In my experience, Somethings are often unreliable. For example, Something once told me that ticking 1-2-3-4-5-6-7 on a lottery coupon would give me a massive payout. Something was unfortunately wrong, and I had a grand chat with Something afterwards, and told him that unless he got his facts straight I might even replace him with a different Something. The moral of the story is, don't trust Something with your life.
Just because the FBI is not going to go after them for it does not make it either legal
This is true. For example, just because the FBI does not go after people who buy milk does not make it legal to buy milk. It is on the contrary made legal on the virtue of not being illegal.
or moral.
As it happens, morality is an entirely different story. Are we talking Aristotlean ethics? In that case it is surely ethical, because doing what they did surely takes a lot of human ability. Are we talking the Categorical Imperative? Well, if everyone did what they did, the world would be better off rather than worse off, because noone were harmed and they highlighted an important problem.
Ask former Bush administration officials. Kidnap and torture suspected terrorists? Not our problem, they were captured in a failed state!
Give a man a fish and you have fed him for today.

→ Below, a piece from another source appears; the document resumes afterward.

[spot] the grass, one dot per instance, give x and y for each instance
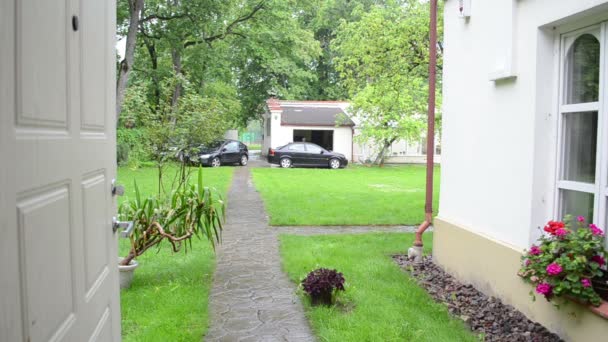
(169, 296)
(381, 302)
(352, 196)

Teach a man to fish, and he'll say "WHERE'S MY FISH, YOU IDIOT?"
They do not remove the client from the infected machines because they are private. However, they didn't hesitate to crack individuals passwords. They even went so far as brute forcing over 40k of them? Are they trying to stop this problem or learn how to create a better botnet? Please don't bad Karma me. If I post a response that's on topic in a thread like this what do you want me to say... I love having my computer hijacked by feds and university students who crack my passwords for fun?
"I guess I'm gonna fade into Bolivian."
s/lude/lewd/g
Other than that, well done.
I prefer rogues to imbeciles because they sometimes take a rest.